You are viewing a plain text version of this content. The canonical link for it is here.
Posted to user@flink.apache.org by Johan Rask <jo...@flapsdown.se> on 2019/11/17 12:42:58 UTC

Hdfs -> hdfs ends up with .progress files

Hi!

I am quite new to Apache Flink but we have been evaluating it for some
weeks to read from kafka and transform and write to hdfs. With kafka to
hdfs with exactly-once configured this works as expected but when we
replace the source with kafka to hdfs files hangs in .in-progress.
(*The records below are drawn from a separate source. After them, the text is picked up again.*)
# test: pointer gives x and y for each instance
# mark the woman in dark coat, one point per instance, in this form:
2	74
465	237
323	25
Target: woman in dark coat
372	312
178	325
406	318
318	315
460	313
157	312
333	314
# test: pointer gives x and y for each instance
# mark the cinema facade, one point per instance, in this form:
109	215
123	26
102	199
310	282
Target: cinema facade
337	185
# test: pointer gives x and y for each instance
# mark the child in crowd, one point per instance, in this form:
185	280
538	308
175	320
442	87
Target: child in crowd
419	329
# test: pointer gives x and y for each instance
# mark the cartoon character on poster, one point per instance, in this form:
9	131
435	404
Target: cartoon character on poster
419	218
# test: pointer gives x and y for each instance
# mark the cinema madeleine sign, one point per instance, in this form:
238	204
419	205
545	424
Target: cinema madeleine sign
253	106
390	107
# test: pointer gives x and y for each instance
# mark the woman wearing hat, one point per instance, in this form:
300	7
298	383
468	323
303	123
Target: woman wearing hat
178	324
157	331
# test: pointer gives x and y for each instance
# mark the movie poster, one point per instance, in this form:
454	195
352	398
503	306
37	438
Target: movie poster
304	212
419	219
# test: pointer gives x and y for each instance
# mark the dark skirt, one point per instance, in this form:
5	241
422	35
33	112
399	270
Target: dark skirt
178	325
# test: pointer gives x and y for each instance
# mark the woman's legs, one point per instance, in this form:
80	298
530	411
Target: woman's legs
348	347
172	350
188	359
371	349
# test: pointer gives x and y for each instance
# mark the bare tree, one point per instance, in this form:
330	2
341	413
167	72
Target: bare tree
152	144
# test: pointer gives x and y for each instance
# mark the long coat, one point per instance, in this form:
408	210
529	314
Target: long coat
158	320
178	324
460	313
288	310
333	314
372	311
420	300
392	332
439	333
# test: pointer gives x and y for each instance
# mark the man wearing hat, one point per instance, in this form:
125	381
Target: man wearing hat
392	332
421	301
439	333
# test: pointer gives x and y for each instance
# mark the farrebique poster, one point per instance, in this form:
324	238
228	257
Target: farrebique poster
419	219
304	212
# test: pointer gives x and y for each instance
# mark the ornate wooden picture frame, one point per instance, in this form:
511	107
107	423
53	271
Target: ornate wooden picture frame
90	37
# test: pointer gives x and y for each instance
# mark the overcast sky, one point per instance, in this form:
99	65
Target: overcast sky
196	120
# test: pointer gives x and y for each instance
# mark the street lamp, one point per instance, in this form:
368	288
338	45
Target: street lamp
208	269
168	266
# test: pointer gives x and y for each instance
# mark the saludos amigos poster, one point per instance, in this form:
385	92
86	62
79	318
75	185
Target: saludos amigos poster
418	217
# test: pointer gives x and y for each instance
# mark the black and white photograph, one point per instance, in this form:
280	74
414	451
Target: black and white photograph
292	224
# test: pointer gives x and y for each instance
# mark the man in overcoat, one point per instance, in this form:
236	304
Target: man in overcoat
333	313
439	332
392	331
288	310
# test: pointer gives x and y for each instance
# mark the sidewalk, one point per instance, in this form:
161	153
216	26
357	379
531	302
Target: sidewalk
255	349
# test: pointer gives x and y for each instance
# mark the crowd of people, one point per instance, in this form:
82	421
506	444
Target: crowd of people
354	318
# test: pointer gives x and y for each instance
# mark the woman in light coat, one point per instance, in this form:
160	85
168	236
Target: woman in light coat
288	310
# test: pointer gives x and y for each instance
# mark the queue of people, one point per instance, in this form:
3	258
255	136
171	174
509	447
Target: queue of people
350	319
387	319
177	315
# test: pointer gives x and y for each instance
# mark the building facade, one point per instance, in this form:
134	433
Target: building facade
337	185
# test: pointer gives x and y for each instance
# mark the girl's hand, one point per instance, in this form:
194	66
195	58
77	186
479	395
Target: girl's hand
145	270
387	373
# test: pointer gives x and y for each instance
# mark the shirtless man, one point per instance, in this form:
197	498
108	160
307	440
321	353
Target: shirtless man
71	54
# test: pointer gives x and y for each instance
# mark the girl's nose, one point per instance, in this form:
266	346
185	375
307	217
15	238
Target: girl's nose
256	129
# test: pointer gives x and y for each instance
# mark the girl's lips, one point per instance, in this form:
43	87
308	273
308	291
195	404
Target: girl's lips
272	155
We first experienced this also with kafka but after properly configuring
checkpoints we got expected results.

We have simply changed kafka source to hdfs source and kept streaming mode
although this is obviously a bounded data set so there might be some issue
with this that we do not understand.

Any help with this is highly appreciated!

Regards /Johan Rask

I have created a small gist of our program here
https://gist.github.com/jrask/ef4a8531b0563f1420ce276e7b0f59ce

And I also copy of the gist here.

 public static void main(String[] args) throws Exception {

        final StreamExecutionEnvironment env =
StreamExecutionEnvironment.getExecutionEnvironment();
        env.setStreamTimeCharacteristic(TimeCharacteristic.EventTime);
        env.enableCheckpointing(TimeUnit.MINUTES.toMillis(1),
CheckpointingMode.EXACTLY_ONCE);
        env.setStateBackend(new
FsStateBackend("hdfs://<server><dir>/checkpoints",true));
        env.getCheckpointConfig().setTolerableCheckpointFailureNumber(1);

        StreamingFileSink<JsonObject> hdfsSink = StreamingFileSink
                .<JsonObject>forRowFormat(new
Path("hdfs://<server>/<dir>"), new SimpleStringEncoder<>("UTF-8"))
                .withBucketAssigner(new
EventTimeDateTimeBuckerAssigner<>("'/year'=YYYY/'month'=MM/'day'=dd/'hour'=HH"))
                .build();

        env.readTextFile("hdfs://<server><dir><file>")
            .map(Parser::parse)
            .addSink(hdfsSink);

        env.execute("some-pipeline");
    }


hdfs -> hdfs results in the following. However if I use kafka as
source, it works properly.

rw-rw----+  3 someuser supergroup   87792789 2019-11-16 20:57
/data/some_dir/year=2019/month=05/day=21/hour=23/.part-0-62.inprogress.8f9c6104-4c6c-4eee-8650-dd5d1d12d668
-rw-rw----+  3 someuser supergroup   64696413 2019-11-16 20:58
/data/some_dir/year=2019/month=05/day=21/hour=23/.part-0-63.inprogress.42589a04-601b-496d-ae20-7db1d56089dc

... rest is removed for clarity